Both gridsearch bagging SVM and gridsearch SVM were identical in the above modeling process.


In [51]:
#Repeating the tests on my various models
from sklearn.cross_validation import cross_val_score, StratifiedKFold

def retest(model):
    scores = cross_val_score(model, X, y,
                             cv=StratifiedKFold(y, shuffle=True),
                             n_jobs=-1)
    m = scores.mean()
    s = scores.std()
    
    return m, s

for k, v in various_models.iteritems():
    cvres = retest(v['model'])
    print k, 
    various_models[k]['cvres'] = cvres


knn
//anaconda/lib/python2.7/site-packages/sklearn/externals/joblib/parallel.py:540: UserWarning: Multiprocessing-backed parallel loops cannot be nested, setting n_jobs=1
  **self._backend_args)
//anaconda/lib/python2.7/site-packages/sklearn/externals/joblib/parallel.py:540: UserWarning: Multiprocessing-backed parallel loops cannot be nested, setting n_jobs=1
  **self._backend_args)
//anaconda/lib/python2.7/site-packages/sklearn/externals/joblib/parallel.py:540: UserWarning: Multiprocessing-backed parallel loops cannot be nested, setting n_jobs=1
  **self._backend_args)
 gsbagginglr gsrf svm et
//anaconda/lib/python2.7/site-packages/sklearn/externals/joblib/parallel.py:540: UserWarning: Multiprocessing-backed parallel loops cannot be nested, setting n_jobs=1
  **self._backend_args)
//anaconda/lib/python2.7/site-packages/sklearn/externals/joblib/parallel.py:540: UserWarning: Multiprocessing-backed parallel loops cannot be nested, setting n_jobs=1
  **self._backend_args)
//anaconda/lib/python2.7/site-packages/sklearn/externals/joblib/parallel.py:540: UserWarning: Multiprocessing-backed parallel loops cannot be nested, setting n_jobs=1
  **self._backend_args)
 gsbaggingsvm gslr rf lr gset gssvm
//anaconda/lib/python2.7/site-packages/sklearn/externals/joblib/parallel.py:540: UserWarning: Multiprocessing-backed parallel loops cannot be nested, setting n_jobs=1
  **self._backend_args)
//anaconda/lib/python2.7/site-packages/sklearn/externals/joblib/parallel.py:540: UserWarning: Multiprocessing-backed parallel loops cannot be nested, setting n_jobs=1
  **self._backend_args)
//anaconda/lib/python2.7/site-packages/sklearn/externals/joblib/parallel.py:540: UserWarning: Multiprocessing-backed parallel loops cannot be nested, setting n_jobs=1
  **self._backend_args)
 gsbaggingknn

In [52]:
cvscores = pd.DataFrame([(k, v['cvres'][0], v['cvres'][1] ) for k, v in various_models.iteritems()],
                        columns=['model', 'score', 'error']).set_index('model').sort_values('score', ascending=False)



fig, ax = plt.subplots()
rects1 = ax.bar(range(len(cvscores)), cvscores.score,
                yerr=cvscores.error,
                tick_label=cvscores.index)

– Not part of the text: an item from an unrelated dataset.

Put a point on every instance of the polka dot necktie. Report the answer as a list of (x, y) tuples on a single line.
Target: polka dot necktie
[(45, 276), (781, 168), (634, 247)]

plt.style.use('fivethirtyeight')
ax.set_ylabel('Scores')
plt.xticks(rotation=70)
plt.ylim(0.5, 1.05)

cvscores


Out[52]:
score error
model
gsbaggingsvm 0.983221 0.002931
gssvm 0.982070 0.007246
gsrf 0.976858 0.007782
gset 0.970486 0.002456
rf 0.967591 0.004343
gsbaggingknn 0.962387 0.004952
svm 0.955445 0.003505
et 0.954871 0.007436
knn 0.947919 0.002797
gslr 0.831575 0.016026
gsbagginglr 0.827558 0.010062
lr 0.804410 0.010016

The top 7 listed above were very close to each other in their scores; with Support Vector Machines with gridsearch and bagging besting gridsearch SVM by a miniscule amount, .983 to .982.

This lab was extensive with all the different models used; it was extremely helpful in giving me a deeper understanding of the modeling process. For this reason it is one of my favorite labs from our course.